SALT LAKE CITY — A controversial comment about the New York City Ballet's production of "The Nutcracker" has a connection to Salt Lake City's Ballet West. The same dance critic reviewed Ballet West's "Nutcracker," but with very different results.
Ballet West's "Nutcracker" remains beloved, but hardly alone. There are many throughout the country, and this year in the Big Apple, there is big controversy.
New York Times dance critic Alastair Macaulay wrote of New York City Ballet's Jenifer Ringer, who portrays the Sugarplum Fairy, that she "... looked as if she'd eaten one sugarplum too many."
When Ballet West learned the same dance critic would review their "Nutcracker," it was more than a little nerve-racking.
Ballet West's depiction, created by Willam Christensen, is the oldest in the country.
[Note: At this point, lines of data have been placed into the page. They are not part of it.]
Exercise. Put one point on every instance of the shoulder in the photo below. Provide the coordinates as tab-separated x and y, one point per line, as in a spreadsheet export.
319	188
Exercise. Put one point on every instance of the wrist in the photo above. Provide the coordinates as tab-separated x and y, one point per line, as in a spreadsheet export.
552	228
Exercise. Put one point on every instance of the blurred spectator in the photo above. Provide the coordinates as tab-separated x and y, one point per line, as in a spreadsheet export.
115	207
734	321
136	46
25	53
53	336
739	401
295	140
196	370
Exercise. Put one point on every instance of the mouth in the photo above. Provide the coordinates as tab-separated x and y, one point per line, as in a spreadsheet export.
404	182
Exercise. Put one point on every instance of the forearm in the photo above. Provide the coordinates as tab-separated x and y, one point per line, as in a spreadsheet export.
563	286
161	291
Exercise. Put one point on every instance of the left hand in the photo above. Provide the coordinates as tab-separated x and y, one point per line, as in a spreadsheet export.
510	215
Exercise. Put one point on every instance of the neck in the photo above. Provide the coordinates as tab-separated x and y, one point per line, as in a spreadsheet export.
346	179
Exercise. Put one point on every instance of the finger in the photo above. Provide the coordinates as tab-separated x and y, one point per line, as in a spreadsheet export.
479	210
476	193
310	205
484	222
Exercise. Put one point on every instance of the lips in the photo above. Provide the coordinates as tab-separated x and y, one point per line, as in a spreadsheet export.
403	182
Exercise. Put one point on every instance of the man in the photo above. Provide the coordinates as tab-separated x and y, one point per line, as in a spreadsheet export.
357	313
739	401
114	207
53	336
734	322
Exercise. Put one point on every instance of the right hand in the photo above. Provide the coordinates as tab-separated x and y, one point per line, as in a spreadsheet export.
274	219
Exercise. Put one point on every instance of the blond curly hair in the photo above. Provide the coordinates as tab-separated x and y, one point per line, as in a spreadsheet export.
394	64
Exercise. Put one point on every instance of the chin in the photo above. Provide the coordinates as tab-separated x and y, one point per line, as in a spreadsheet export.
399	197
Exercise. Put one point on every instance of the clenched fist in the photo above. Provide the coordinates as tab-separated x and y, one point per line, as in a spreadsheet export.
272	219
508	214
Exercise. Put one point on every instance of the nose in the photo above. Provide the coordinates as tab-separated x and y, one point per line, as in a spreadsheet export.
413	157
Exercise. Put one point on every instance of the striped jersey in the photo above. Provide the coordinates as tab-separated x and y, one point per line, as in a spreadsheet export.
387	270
Macaulay called it "One of the best productions I've ever seen" and "The best discovery of my 'Nutcracker' marathon."
Peter Christie, who has played the role of Drosselmeyer for 25 years and is retiring after this show, received high marks from Macaulay.
"For me, that's one of the reasons I'm still here after all these years is because even through all the changes of artistic leadership, the heart and core of Mr. Christensen's Ballet West is still there," said Christie.
"I was, of course, thrilled and relieved and excited for the company by the review, but also not a hundred percent surprised," said Ballet West's artistic director Adam Sklute.
Sklute says both the good and bad reviews have had the same result for both dance companies — selling more tickets.
"You know, sometimes bad reviews spark more people to come to the ballet because they're saying, 'Oh, what are they talking about? What is this hubbub?' " said Ballet West principal artist Christiana Bennett. "But we do always appreciate the better reviews."
Ringer addressed Macaulay's criticism Monday during an appearance on NBC's "Today" show, saying she's not overweight but has a more womanly type of body than a "stereotypical ballerina."
Ringer also said, however, that Macaulay didn't owe her an apology. "It's his opinion," the principal dancer said. "He is a critic and he's paid to put his opinion in the paper."